Being a psychotherapist or mental health professional often consists of listening to challenges, problems, pain, and struggles.  We are meeting people during some of their most trying times, when their lives are breaking apart for various reasons and they need resources, support, and a safe and secure place to land.   So often we are asked, “How do you do that all day?  How do you listen to these sad or painful stories and take in all that energy?”  And right there, in that question, lies the invitation, the portal inward, of any mental health professional, or anyone who works with people--pastors, attorneys, coaches, parents, and even hair stylists, grocery clerks, bus drivers, and millions of others. 

The answer?

Presence

You know that experience when you are talking to someone and you feel heard, seen, and “gotten?” 
That is presence.  The other person doesn’t even have to say anything.  It is a felt experience and exchange.  Presence is the ability to be aware, engaged, and caring in the moment, without judgement or agenda.  Putting our own 60,000 – 80,000 thoughts a day, our own narratives and judgements aside, and listen.  Moment to moment awareness. The ability to be lovingly connected through eye contact, body language, facial expressions, and sublte body energy.  To see the person before us with true love and awe, and hold space for their truth. 

We all have the ability to connect to and deepen our energetic presence. 

How do you cultivate this presence?

Your own practice! 

This is one of the biggest gifts of being a psychotherapist.  The call to do our own work. 

 One of the first steps is to begin to notice when and where you feel most alive and connected to the energy of the universe.  It may be out in nature, sitting on the cushion, singing, or some other way or place where you feel genuinely  engaged in the world.  A place where you feel the strength of your vulnerability, the light in your darkness, and the expansive edges of your being. 

 Find the places where you create mindful presence, and cultivate, enrich, and deepen those experiences.  Meditation, yoga, hiking, breathwork, your own psychotherapy whatever it is…take a class, find teachers, and fearlessly commit to your path. By sitting with our own pain, darkness, and stories, with love and curiosity and without judgement, we can then sit with others in the same tender manner. Through the portal of your practice, you will excavate your own mindful presence with yourself; from there, your lovingkindness presence will begin to emerge in your work and in the room, in the in-between spaces.  Your clients will feel seen, heard, and gotten. 

 This is the sophisticated move from using stories and self-disclosure as a way to make connections to using your pure presence in all its dimensions to allow your clients to feel seen, heard, and gotten.

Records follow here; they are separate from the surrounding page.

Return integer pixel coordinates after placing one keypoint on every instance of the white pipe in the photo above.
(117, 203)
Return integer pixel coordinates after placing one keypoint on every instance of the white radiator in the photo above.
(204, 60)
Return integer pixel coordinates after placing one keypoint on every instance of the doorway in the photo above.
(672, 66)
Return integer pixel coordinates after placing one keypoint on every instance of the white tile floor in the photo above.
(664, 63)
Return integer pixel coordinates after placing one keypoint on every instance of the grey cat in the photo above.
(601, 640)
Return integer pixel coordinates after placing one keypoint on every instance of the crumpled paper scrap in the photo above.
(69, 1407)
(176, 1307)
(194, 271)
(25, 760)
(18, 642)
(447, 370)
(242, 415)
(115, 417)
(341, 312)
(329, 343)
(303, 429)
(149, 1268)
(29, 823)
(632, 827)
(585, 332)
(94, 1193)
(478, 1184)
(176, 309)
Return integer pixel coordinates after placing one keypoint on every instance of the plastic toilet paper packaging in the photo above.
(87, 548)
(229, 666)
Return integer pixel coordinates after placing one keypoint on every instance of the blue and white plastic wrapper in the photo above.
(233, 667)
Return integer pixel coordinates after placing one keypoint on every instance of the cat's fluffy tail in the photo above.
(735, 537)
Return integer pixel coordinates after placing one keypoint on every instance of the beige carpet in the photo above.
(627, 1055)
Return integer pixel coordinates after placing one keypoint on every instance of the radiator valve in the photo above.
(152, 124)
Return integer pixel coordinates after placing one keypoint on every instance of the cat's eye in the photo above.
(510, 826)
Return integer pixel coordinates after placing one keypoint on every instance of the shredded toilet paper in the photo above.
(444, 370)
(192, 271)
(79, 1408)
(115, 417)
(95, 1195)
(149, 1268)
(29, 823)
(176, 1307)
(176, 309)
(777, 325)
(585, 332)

I teach my therapist clients and students all the time that the masterful move of powerful psychotherapy is to be everywhere and nowhere at the same time.  Letting the client have all the space and the story, while giving them the experience of feeling seen, heard, and gotten. 

 When asked what she thought was the healing ingredient in psychotherapy, Sharon Salzburg replied: “It is the love in the room.”  As therapists, we can express that love through our genuine presence, cultivated from our own inner work.  And this is our call, our journey, and the work and the gift of our career.